According to experts:”Biogas can be produced from raw materials, such as agricultural waste, animal dung manure, municipal waste, plant material, sewage, green waste or food waste” It was also said that the biogas plant will serve as a source of renewable energy that can power electricity for the abattoirs community and its environs.

While the cost of the project was not made public, the organisation through its representatives said that the FCT administration has no hand in the funding. Nzekwe, who did the ground breaking ceremony, said the project was coming at the time it was most needed given the escalating human activities impacting negatively on the environment.

Inside Abuja also gathered that the project was conceived and designed to be completed within six months, and the success achieved with the pilot scheme at the Karu abattoir, would determine whether it would be extended to other major abattoirs within the nation’s capital.

According to him, FCTA will not relent on collaboration with development partners and providing the enabling environment for agribusiness development in the FCT. Co-Founder, EANet- Africa, Victor Ayodeji, disclosed that the project was envisioned and funded with the assistance of international partners, in line with the organisation’s objectives of community development.

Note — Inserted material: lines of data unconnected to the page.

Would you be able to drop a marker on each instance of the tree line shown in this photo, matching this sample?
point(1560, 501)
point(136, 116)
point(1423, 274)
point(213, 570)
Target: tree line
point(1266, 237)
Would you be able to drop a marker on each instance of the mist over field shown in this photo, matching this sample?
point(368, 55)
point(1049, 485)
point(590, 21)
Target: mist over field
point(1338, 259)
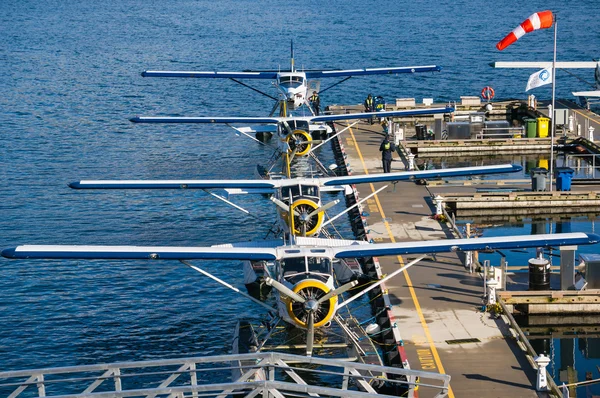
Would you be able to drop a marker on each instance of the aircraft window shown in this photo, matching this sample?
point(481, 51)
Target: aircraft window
point(291, 81)
point(293, 265)
point(310, 190)
point(285, 192)
point(319, 264)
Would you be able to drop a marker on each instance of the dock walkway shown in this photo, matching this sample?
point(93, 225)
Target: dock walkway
point(437, 302)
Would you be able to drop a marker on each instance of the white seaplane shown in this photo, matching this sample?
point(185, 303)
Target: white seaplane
point(300, 271)
point(302, 210)
point(293, 85)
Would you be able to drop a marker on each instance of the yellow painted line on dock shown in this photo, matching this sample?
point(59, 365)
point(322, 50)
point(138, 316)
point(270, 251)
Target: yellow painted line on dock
point(413, 294)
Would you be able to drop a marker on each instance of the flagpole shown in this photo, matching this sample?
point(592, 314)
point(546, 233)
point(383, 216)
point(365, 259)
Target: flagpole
point(552, 111)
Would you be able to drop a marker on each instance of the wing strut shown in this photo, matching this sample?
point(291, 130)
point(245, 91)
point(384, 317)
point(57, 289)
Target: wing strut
point(373, 286)
point(333, 85)
point(222, 282)
point(254, 89)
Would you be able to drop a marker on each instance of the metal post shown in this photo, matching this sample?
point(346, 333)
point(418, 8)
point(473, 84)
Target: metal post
point(411, 161)
point(571, 118)
point(553, 107)
point(542, 383)
point(491, 291)
point(439, 205)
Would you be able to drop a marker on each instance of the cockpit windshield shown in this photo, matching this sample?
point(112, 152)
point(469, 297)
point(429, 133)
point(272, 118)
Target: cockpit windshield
point(291, 81)
point(310, 190)
point(320, 265)
point(297, 190)
point(297, 265)
point(293, 265)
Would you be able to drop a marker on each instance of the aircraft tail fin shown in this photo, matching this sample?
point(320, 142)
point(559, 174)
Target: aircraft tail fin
point(292, 55)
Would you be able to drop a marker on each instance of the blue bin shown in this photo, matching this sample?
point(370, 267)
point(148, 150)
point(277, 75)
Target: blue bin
point(564, 175)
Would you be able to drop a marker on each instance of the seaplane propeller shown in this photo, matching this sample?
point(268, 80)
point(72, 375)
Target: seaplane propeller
point(307, 217)
point(311, 304)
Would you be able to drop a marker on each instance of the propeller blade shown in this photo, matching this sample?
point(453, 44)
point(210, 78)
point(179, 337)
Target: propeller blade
point(338, 291)
point(286, 291)
point(310, 335)
point(283, 206)
point(323, 208)
point(293, 154)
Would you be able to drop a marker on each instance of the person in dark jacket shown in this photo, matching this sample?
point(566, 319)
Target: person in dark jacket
point(315, 103)
point(386, 148)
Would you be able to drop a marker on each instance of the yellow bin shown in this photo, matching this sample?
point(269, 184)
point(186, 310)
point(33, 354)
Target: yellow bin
point(543, 123)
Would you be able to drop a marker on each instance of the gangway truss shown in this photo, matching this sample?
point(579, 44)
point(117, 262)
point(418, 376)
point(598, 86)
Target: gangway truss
point(269, 374)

Ayodeji told Inside Abuja that the project was designed to tackle the effects of climate change in rural communities, and that it had the capacity to generate electricity for no fewer than 150 households in the area. He also told Inside Abuja that the organisation was committed to the project, and would ensure that it was completed within six months.

The project, Ayodeji said, would help reduce the pressure of animal waste on the environment.

According to him, 85 per cent of the cause of air pollution in the FCT would be tackled when the plant comes on stream. “There is going to be a biogas station in Karu, the first of its kind in the country, to reduce what is causing climate change in the society,” he explained.

Head, Animal Services, ARDS, Dr Regina Adulugba, said the initiative would not only bring the desired transformation in FCT abattoirs, but a sure solution to the climate change concerns which all stakeholders are committed to addressing. She described the project as a demonstration of the commitment of the FCT administration to promoting sustainable development in the society.

“We are combating anything that will destroy our environment because of the increasing effects of climate change,” she noted. Stakeholders react to the project Chairman of the Karu Cattle Dealers Association, (Sarki Fulani), Isah Malami, said the abattoir community sees the project as a good development, pledging that they will cooperate with the government to achieve the goals of the project.

He however called on the government to check the increasing activities of illegal butchers, who are suspected to be collaborating with cattle rustlers in the territory. He urged relevant authorities to ensure that the biogas plant project was sustained, while introducing other initiatives that will better the lives of those who depend on abattoirs for survival.